4 thoughts on “The Passive Acceptance of Privacy Invasion Over the Passage Of Time

  1. You make a very good point that digital surveillance is all about convenience (whats in it for me). What can we get in return for being monitored by who knows who and who else might have access to that information too.
    excellent utube video. very appropriate to your blog post.
    Well written, you did not try to cover too many points, stuck to the main theme, will be taking some pointers from you there.

    Liked by 1 person

  2. Hi Alcy, what a well researched and interesting post! I thoroughly enjoyed that you considered both sides of issues surrounding geolocation, thus forming coherent and concise arguments. You make a very relevant point in that in the 21st century convenience has become our greatest measure of somethings effectiveness and worth, modern technologies catering more and more to meet this, our lives becoming more and more effortless by the day!

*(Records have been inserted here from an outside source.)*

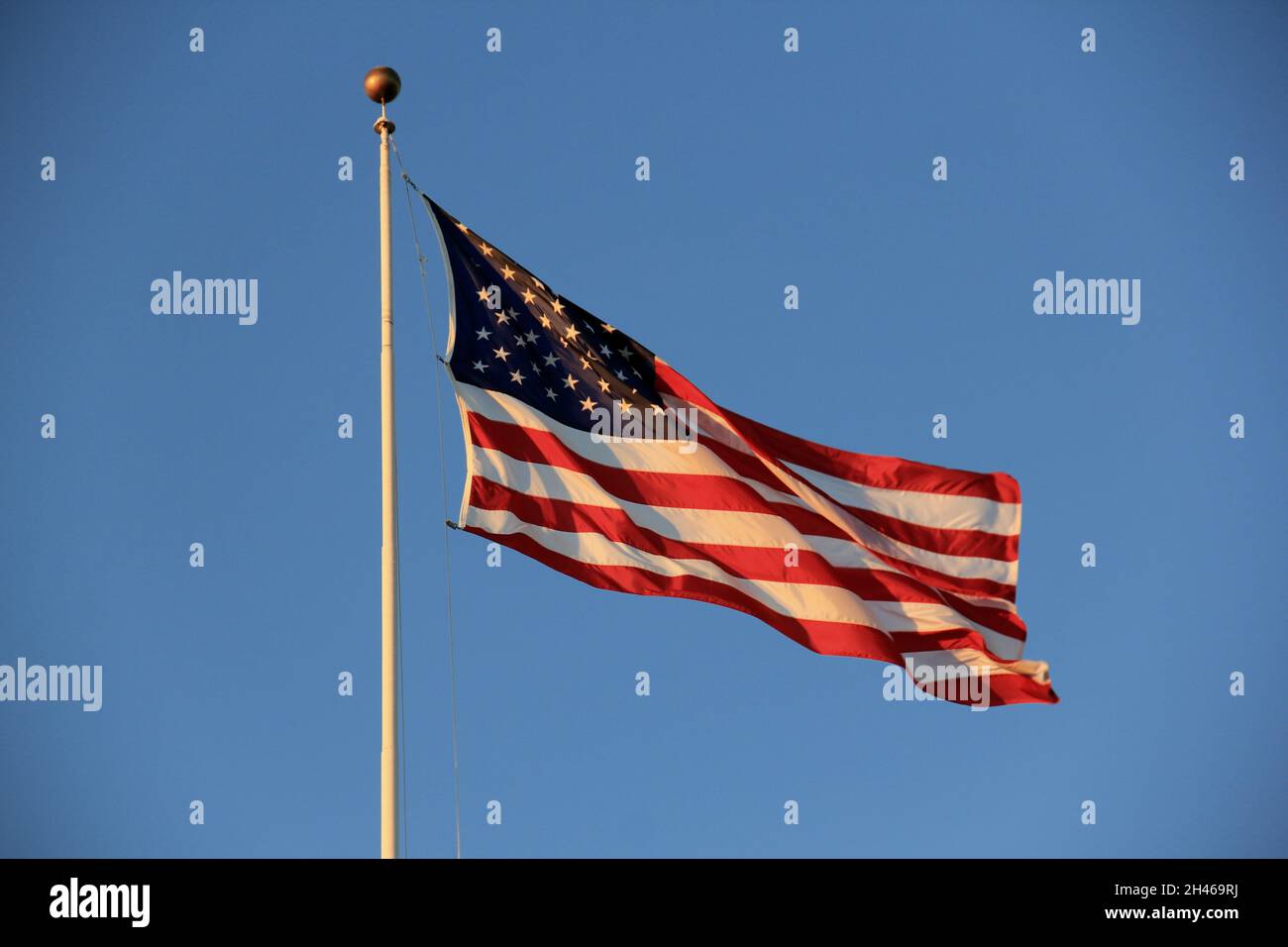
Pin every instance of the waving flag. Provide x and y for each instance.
(591, 455)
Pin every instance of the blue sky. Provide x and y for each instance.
(768, 169)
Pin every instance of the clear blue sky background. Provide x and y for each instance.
(767, 169)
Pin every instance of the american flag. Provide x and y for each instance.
(844, 553)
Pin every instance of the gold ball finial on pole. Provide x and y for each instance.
(382, 85)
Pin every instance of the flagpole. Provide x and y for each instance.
(382, 85)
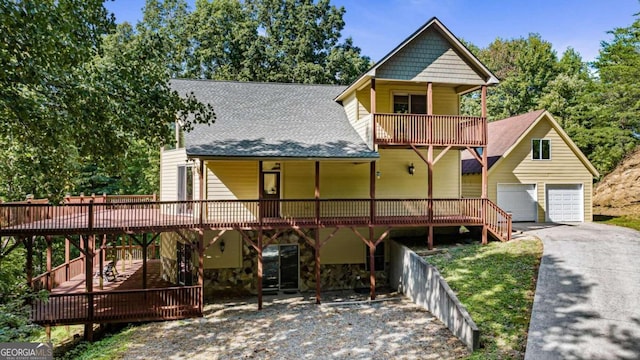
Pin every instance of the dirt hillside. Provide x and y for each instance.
(618, 193)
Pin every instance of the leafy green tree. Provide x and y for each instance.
(73, 92)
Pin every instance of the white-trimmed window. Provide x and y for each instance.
(185, 188)
(541, 149)
(409, 104)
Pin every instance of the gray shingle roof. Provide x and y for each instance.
(272, 120)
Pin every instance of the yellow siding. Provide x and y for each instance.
(364, 101)
(350, 105)
(232, 256)
(169, 161)
(395, 181)
(445, 99)
(345, 247)
(230, 180)
(564, 167)
(471, 186)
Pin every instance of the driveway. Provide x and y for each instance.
(587, 302)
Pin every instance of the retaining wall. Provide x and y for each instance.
(423, 284)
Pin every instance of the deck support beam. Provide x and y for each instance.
(200, 267)
(28, 243)
(259, 248)
(49, 262)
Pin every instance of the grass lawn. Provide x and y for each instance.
(496, 283)
(112, 346)
(632, 222)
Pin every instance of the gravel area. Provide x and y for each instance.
(295, 328)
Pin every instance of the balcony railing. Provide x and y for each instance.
(144, 216)
(419, 129)
(118, 306)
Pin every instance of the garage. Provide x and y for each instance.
(564, 203)
(519, 200)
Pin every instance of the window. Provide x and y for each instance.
(541, 149)
(410, 104)
(185, 188)
(378, 257)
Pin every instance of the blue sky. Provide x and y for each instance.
(377, 26)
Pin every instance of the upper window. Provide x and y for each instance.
(541, 149)
(410, 104)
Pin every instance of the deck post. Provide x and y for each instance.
(88, 327)
(201, 268)
(28, 243)
(430, 195)
(49, 260)
(483, 100)
(259, 268)
(144, 260)
(318, 245)
(372, 266)
(372, 192)
(67, 257)
(430, 99)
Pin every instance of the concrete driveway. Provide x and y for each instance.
(587, 302)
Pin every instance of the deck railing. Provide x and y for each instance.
(118, 306)
(146, 216)
(420, 129)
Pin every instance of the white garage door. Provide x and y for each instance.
(519, 200)
(564, 202)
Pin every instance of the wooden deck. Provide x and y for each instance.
(105, 218)
(122, 300)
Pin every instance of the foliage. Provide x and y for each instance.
(74, 92)
(113, 346)
(255, 40)
(14, 294)
(496, 284)
(598, 106)
(630, 221)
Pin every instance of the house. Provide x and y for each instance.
(297, 187)
(536, 172)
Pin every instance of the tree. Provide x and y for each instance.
(73, 92)
(525, 67)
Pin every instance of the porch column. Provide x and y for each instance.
(260, 267)
(430, 195)
(429, 98)
(372, 266)
(144, 260)
(317, 232)
(67, 257)
(483, 100)
(372, 192)
(200, 267)
(88, 327)
(201, 190)
(28, 243)
(373, 96)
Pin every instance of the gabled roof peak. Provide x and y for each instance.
(457, 45)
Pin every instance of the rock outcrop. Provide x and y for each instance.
(618, 193)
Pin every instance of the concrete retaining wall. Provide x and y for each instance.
(423, 284)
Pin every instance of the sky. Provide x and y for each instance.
(378, 26)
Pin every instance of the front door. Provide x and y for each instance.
(271, 193)
(185, 268)
(280, 267)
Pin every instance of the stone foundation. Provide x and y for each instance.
(243, 281)
(169, 269)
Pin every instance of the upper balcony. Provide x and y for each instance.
(422, 130)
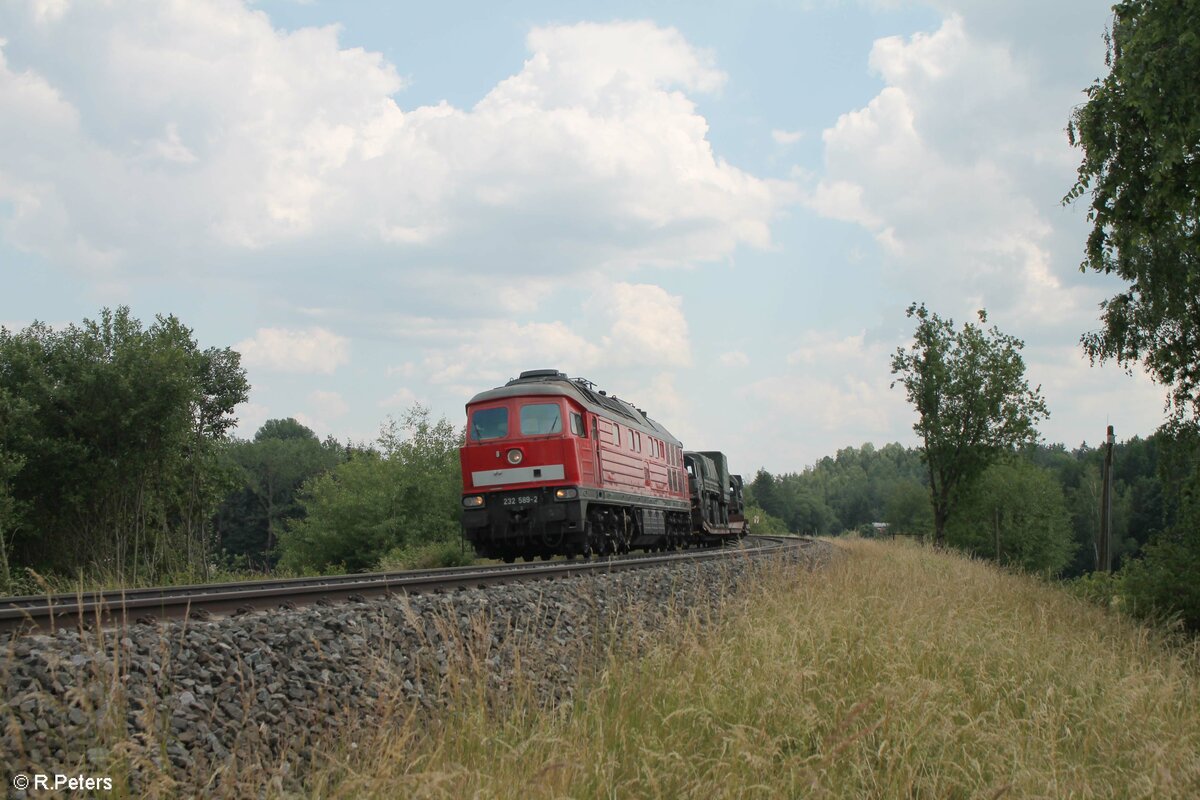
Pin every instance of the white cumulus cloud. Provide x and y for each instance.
(172, 133)
(307, 350)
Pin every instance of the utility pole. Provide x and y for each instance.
(1104, 545)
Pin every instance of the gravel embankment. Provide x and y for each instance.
(195, 702)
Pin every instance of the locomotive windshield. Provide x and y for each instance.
(539, 419)
(490, 423)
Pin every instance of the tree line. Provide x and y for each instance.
(1037, 509)
(117, 463)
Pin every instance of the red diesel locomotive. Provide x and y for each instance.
(551, 467)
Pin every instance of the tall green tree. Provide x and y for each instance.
(114, 463)
(1139, 132)
(270, 471)
(1015, 513)
(1140, 136)
(972, 400)
(406, 493)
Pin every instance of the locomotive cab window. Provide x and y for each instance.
(540, 419)
(490, 423)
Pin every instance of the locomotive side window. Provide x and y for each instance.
(490, 423)
(539, 419)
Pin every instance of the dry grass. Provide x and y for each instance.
(897, 672)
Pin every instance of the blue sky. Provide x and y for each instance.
(718, 212)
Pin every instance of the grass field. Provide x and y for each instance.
(895, 672)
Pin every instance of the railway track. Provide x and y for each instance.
(47, 613)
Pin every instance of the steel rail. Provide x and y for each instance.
(51, 612)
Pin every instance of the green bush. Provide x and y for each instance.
(426, 557)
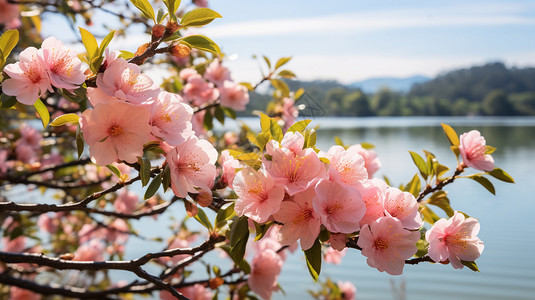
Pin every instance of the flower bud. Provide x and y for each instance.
(179, 50)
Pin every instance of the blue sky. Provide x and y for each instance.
(354, 40)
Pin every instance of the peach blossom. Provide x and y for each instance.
(216, 73)
(64, 68)
(265, 269)
(259, 196)
(339, 206)
(115, 131)
(124, 81)
(192, 166)
(233, 95)
(387, 244)
(299, 220)
(171, 118)
(28, 78)
(472, 148)
(402, 206)
(454, 239)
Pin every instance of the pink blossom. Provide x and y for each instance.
(299, 220)
(216, 73)
(29, 78)
(64, 68)
(402, 206)
(346, 166)
(92, 251)
(371, 161)
(347, 289)
(472, 148)
(16, 293)
(171, 118)
(259, 196)
(296, 172)
(265, 269)
(289, 112)
(233, 95)
(115, 131)
(229, 165)
(124, 81)
(9, 14)
(339, 206)
(15, 245)
(126, 202)
(333, 256)
(199, 91)
(192, 166)
(387, 244)
(454, 239)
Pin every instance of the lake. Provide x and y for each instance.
(507, 222)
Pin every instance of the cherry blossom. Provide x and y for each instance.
(454, 239)
(259, 196)
(115, 131)
(171, 118)
(28, 78)
(299, 220)
(64, 68)
(387, 244)
(473, 151)
(339, 206)
(192, 166)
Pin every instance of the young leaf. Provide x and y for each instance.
(202, 43)
(42, 111)
(420, 163)
(450, 134)
(485, 183)
(313, 258)
(153, 187)
(199, 17)
(65, 119)
(145, 8)
(501, 175)
(8, 41)
(90, 43)
(203, 219)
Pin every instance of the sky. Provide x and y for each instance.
(352, 40)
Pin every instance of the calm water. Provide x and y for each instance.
(507, 221)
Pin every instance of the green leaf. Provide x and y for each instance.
(501, 175)
(199, 17)
(79, 141)
(282, 61)
(65, 119)
(203, 219)
(172, 5)
(166, 178)
(441, 200)
(145, 8)
(153, 187)
(42, 111)
(471, 265)
(450, 134)
(202, 43)
(299, 126)
(484, 182)
(144, 171)
(114, 170)
(90, 43)
(223, 215)
(313, 259)
(105, 42)
(420, 163)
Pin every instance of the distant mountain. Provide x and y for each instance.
(403, 85)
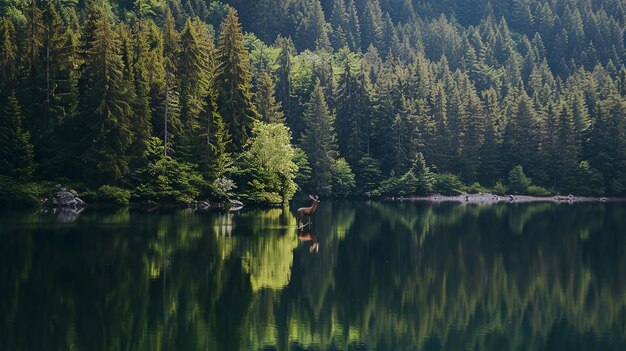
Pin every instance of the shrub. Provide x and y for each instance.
(448, 184)
(16, 194)
(113, 195)
(342, 178)
(518, 181)
(590, 181)
(499, 188)
(536, 190)
(476, 188)
(163, 178)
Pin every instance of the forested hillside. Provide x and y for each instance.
(178, 100)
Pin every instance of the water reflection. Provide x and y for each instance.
(389, 276)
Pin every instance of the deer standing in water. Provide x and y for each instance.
(307, 211)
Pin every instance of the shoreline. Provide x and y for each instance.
(492, 199)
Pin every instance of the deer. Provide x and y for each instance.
(308, 211)
(309, 237)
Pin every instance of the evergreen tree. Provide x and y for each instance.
(568, 160)
(8, 55)
(233, 82)
(194, 72)
(268, 109)
(490, 151)
(318, 140)
(16, 151)
(353, 125)
(171, 49)
(105, 109)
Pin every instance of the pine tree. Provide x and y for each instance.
(568, 159)
(490, 151)
(318, 140)
(520, 141)
(32, 92)
(140, 67)
(339, 24)
(353, 124)
(16, 151)
(233, 82)
(269, 110)
(353, 32)
(407, 138)
(194, 73)
(105, 109)
(8, 55)
(171, 50)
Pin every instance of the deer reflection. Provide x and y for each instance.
(307, 211)
(309, 236)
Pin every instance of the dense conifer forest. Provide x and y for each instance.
(171, 100)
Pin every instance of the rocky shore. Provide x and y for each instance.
(488, 199)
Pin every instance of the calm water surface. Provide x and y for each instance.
(384, 276)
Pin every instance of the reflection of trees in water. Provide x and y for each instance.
(466, 282)
(440, 276)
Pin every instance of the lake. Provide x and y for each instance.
(368, 275)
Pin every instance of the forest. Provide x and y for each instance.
(172, 101)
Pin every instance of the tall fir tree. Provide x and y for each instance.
(171, 49)
(352, 123)
(8, 56)
(16, 151)
(233, 82)
(105, 108)
(491, 149)
(318, 140)
(269, 110)
(194, 73)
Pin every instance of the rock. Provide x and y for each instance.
(65, 199)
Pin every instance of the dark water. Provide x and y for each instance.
(386, 276)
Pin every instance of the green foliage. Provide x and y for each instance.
(542, 87)
(405, 185)
(518, 181)
(17, 194)
(591, 182)
(319, 140)
(343, 179)
(448, 184)
(266, 169)
(476, 188)
(163, 178)
(499, 188)
(304, 168)
(234, 81)
(536, 190)
(368, 174)
(16, 151)
(109, 195)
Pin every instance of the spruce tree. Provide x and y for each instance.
(171, 50)
(194, 73)
(318, 140)
(490, 150)
(353, 123)
(16, 151)
(105, 109)
(568, 150)
(269, 110)
(233, 82)
(8, 55)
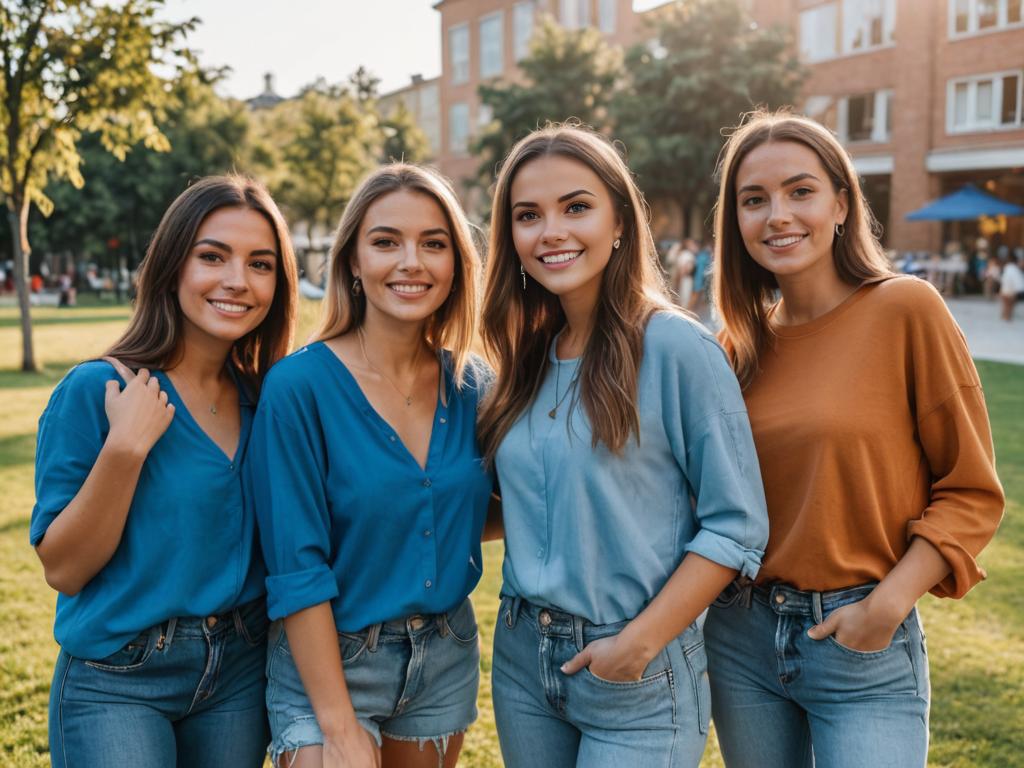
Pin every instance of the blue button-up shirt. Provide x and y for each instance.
(345, 512)
(598, 535)
(188, 546)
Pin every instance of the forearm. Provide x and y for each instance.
(84, 537)
(312, 638)
(695, 583)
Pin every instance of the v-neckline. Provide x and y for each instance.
(168, 383)
(438, 414)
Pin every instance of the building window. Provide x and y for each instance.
(574, 14)
(864, 117)
(491, 45)
(522, 28)
(606, 15)
(974, 16)
(459, 53)
(459, 128)
(867, 24)
(817, 33)
(986, 102)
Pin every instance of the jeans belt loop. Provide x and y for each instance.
(373, 635)
(816, 607)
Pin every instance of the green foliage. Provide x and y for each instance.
(707, 66)
(567, 74)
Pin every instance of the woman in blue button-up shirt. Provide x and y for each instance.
(630, 485)
(371, 516)
(139, 520)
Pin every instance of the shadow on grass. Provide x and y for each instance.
(52, 372)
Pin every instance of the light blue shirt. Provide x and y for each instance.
(598, 535)
(346, 514)
(188, 546)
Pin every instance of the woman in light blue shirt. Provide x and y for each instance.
(139, 520)
(372, 515)
(630, 485)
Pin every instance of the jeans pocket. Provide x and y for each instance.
(461, 624)
(131, 656)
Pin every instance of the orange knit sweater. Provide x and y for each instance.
(870, 428)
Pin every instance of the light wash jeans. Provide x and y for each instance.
(546, 718)
(186, 692)
(784, 700)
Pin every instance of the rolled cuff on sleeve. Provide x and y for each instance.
(726, 552)
(965, 571)
(290, 593)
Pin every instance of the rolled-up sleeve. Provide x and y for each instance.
(285, 472)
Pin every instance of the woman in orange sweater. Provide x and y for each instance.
(877, 458)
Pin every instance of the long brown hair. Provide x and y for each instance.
(743, 290)
(154, 336)
(453, 327)
(519, 325)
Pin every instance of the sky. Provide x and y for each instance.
(300, 40)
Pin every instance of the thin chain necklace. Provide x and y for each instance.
(416, 359)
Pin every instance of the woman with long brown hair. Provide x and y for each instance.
(877, 457)
(139, 519)
(371, 519)
(630, 489)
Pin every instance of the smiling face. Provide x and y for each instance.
(787, 210)
(563, 225)
(404, 257)
(226, 285)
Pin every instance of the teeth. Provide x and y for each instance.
(785, 242)
(226, 307)
(560, 258)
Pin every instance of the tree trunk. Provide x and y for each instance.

Your opening quote utilises WordPress’ functions well, and your supporting media integrates seamlessly, contributing to the flow of your post. You could potentially demonstrate further knowledge of this topic by using a real-life example of geotagging, incorporating this with your discussion of pro’s and con’s. While the video embedded is great, there may be the potential for copyright issues, making your own media definitely something you could consider to, again, further demonstrate your obvious wide knowledge of such a topic. Overall, really awesome read. Well informed and captivating, good job!

    Liked by 1 person

  3. Hey Alcy,
    Looking at this post, I thought back to a conversation with someone who told me that eventually privacy would become non-existent. The level of research is well established more than I’ve seen in any other blog post. I also noticed you’ve leaned more into the doom and gloom aspect of surveillance, which I honestly I understand. It’s hard to look at the concept of privacy, something that we once considered a right and to also acknowledge it’s disappearance in a positive light. Some may argue for the middle of the road approach, but I believe it’s well done.